# [Spanish NR] 7.46 3x3x3 single Dario Roa Sánchez



## DarioRubik (Mar 18, 2013)

Here's my National Record set this weekend in Castellon Open


----------



## arvind1999 (Mar 18, 2013)

Wut wut wut? You are so fast!


----------



## Dacuba (Mar 18, 2013)

I was staring there in amazment during your F2L. Perfect.


----------



## uniacto (Mar 18, 2013)

I approve of this reaction.


----------



## MarcelP (Mar 18, 2013)

Freaking fast! Congratulation!


----------



## Benje00 (Mar 18, 2013)

R.I.P Headphone users. (That's me )

That F2L was really amazing, nice solve.


----------



## Petro Leum (Mar 18, 2013)

Your solving style is 

*THIS* awesome!

great reaction as well, congratulations!


----------



## antoineccantin (Mar 18, 2013)

dat reaction


----------



## Bestsimple (Mar 18, 2013)

dat f2l.


----------



## Veerexx (Mar 18, 2013)

Wow that F2L was just incredible! Very nice work  It was like.. So smooth


----------



## MWilson (Mar 18, 2013)

The judge's face at PLL is great.


----------



## jayefbe (Mar 18, 2013)

*7,46 spanish NR single (fullstep)*

Absolutely beautiful. So smooth, the sound of the cube turning alone is awesome. I would love to see a reconstruction of this solve.


----------



## redbeat0222 (Mar 19, 2013)

That was very amazing man! Your look ahead and tps was insane! Very nicely done.


----------



## DarioRubik (Mar 19, 2013)

Thanks to everyone for the comments!


jayefbe said:


> Absolutely beautiful. So smooth, the sound of the cube turning alone is awesome.

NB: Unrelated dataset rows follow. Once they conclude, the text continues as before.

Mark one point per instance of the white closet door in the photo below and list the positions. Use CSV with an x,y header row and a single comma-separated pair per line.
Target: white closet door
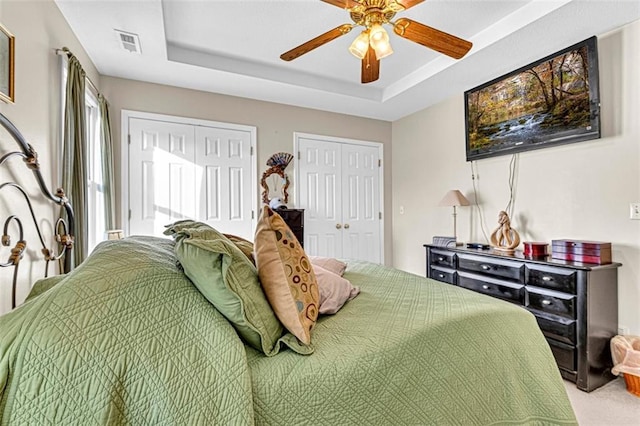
x,y
339,188
360,203
320,195
161,175
223,176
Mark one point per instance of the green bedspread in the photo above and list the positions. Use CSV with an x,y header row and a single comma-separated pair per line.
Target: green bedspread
x,y
125,339
412,351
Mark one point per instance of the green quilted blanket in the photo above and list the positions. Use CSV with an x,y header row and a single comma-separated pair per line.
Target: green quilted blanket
x,y
412,351
124,339
127,339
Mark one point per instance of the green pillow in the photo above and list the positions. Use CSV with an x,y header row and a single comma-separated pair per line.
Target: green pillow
x,y
228,279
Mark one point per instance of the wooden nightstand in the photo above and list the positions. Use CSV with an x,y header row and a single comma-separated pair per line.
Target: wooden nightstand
x,y
295,219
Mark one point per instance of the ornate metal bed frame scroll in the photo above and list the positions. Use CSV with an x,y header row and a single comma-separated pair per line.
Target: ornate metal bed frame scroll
x,y
64,229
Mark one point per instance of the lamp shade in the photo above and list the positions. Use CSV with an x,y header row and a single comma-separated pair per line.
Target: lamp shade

I would love to see a reconstruction of this solve.



Reconstruction:

Scramble: D R' U B2 R F' D2 L D2 F2 D' F2 L2 U2 F2 U2 F2 R2 F2

y R' D R - cruz
U2 L U2 L' U L U' L' -1st pair
U R U R' U2 R U' R' - 2nd pair
U2 L' U L U' L' U' L - 3rd pair
U2 R' U2 R U' R' U R - 4th pair
U' F U R U' R' F' - OLL
U' x R' U R' D2 R U' R' D2 R2 - PLL 

52 moves / 6.9705 TPS

The great thing here isn't the speed but the unexistance of cube rotations (unless you count the PLL one) and the non-stop F2L.


----------



## fastcubesolver (Mar 19, 2013)

Wow, insane turning speed!


----------



## Artic (Mar 20, 2013)

I love that f2l!!! It's one of the sexiest I've seen!  Do you have any walkthrough solves on your channel. I see one "ejemplos" but a few more would be great!


----------



## DarioRubik (Mar 20, 2013)

Yeah, I've got that one, but it's in spanish and it's pretty old too. I'll make a new one in english and in spanish soon. Or even one of those "silent" ones so that anyone can understand it. Tell me which way you prefer It.


----------



## cxinlee (Mar 20, 2013)

Benje00 said:


> R.I.P Headphone users. (That's me )
> 
> That F2L was really amazing, nice solve.



Nope. I'm used to loudness. Anyway, great solve! Funny thing is that the reaction is better than the WR's.


----------



## moralsh (Mar 20, 2013)

Wow, Darío, please go to worlds!


----------



## god of rubic 2 (Mar 20, 2013)

Congrats.


----------